Avast uncovers potential security flaw in GPS trackers

Digital security company Avast have released information that suggests certain brands of GPS trackers may be susceptible to hackers, potentially exposing children and elderly people to risk.

The device in question is the T8 Mini GPS tracker, and Avast reports that there are nearly 30 other models by the same manufacturer, Shenzhen i365 Tech, which may be vulnerable.

There are currently several hundred of these devices across Australia and New Zealand, and as many as 600,000 worldwide.

These devices apparently expose all data sent to the cloud, including exact real-time GPS coordinates, meaning hackers may be able to trace a child's exact location. Further, design flaws can enable unwanted third-parties to spoof the location or access the microphone for eavesdropping.

Martin Hron, senior researcher at Avast who led this research, advises buyers of these products to opt for an alternative from brands that have built security into the product design, specifically secure login and strong data encryption. As with any off-the-shelf device, we recommend changing the default admin passwords to something more complex; however, in this case, even that will not stop a motivated individual from intercepting the unencrypted traffic. “We have done our due diligence in disclosing these vulnerabilities to the manufacturer, but since we have not heard back after the standard window of time, we are now issuing this Public Service Announcement to consumers and strongly advise you to discontinue use of these devices,” Hron said.  
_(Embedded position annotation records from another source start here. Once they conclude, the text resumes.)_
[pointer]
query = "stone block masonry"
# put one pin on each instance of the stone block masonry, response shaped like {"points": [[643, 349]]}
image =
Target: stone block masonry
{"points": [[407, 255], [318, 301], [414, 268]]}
Using a simple command lookup tool, researchers discovered that all of the requests originating from the tracker’s web application are transmitted in unencrypted plain-text. Even more concerning, the device can issue commands beyond the intended uses of GPS tracking, such as:

  • Call a phone number, enabling a third-party to eavesdrop through the tracker’s microphone
  • Send an SMS message, which could allow an attacker to identify the phone number of the device and thus use inbound SMS as an attack vector
  • Use SMS to reroute communication from the device to an alternate server in order to gain full control of the device or spoof information sent to the cloud
  • Share a URL to the tracker, allowing a remote attacker to place new firmware on the device without even touching it, which could completely replace the functionality or implant a backdoor

Leena Elias, head of product delivery for Avast, urges the public to take caution when bringing cheap or knock-off smart devices into the home. “As parents, we are inclined to embrace technology that promises to help keep our kids safe, but we must be savvy about the products we purchase,” she said. “Beware of any manufacturers that do not meet minimum security standards or lack third-party certifications or endorsements. Shop only with brands you trust to keep your data safe — the extra cost is worth the peace of mind.”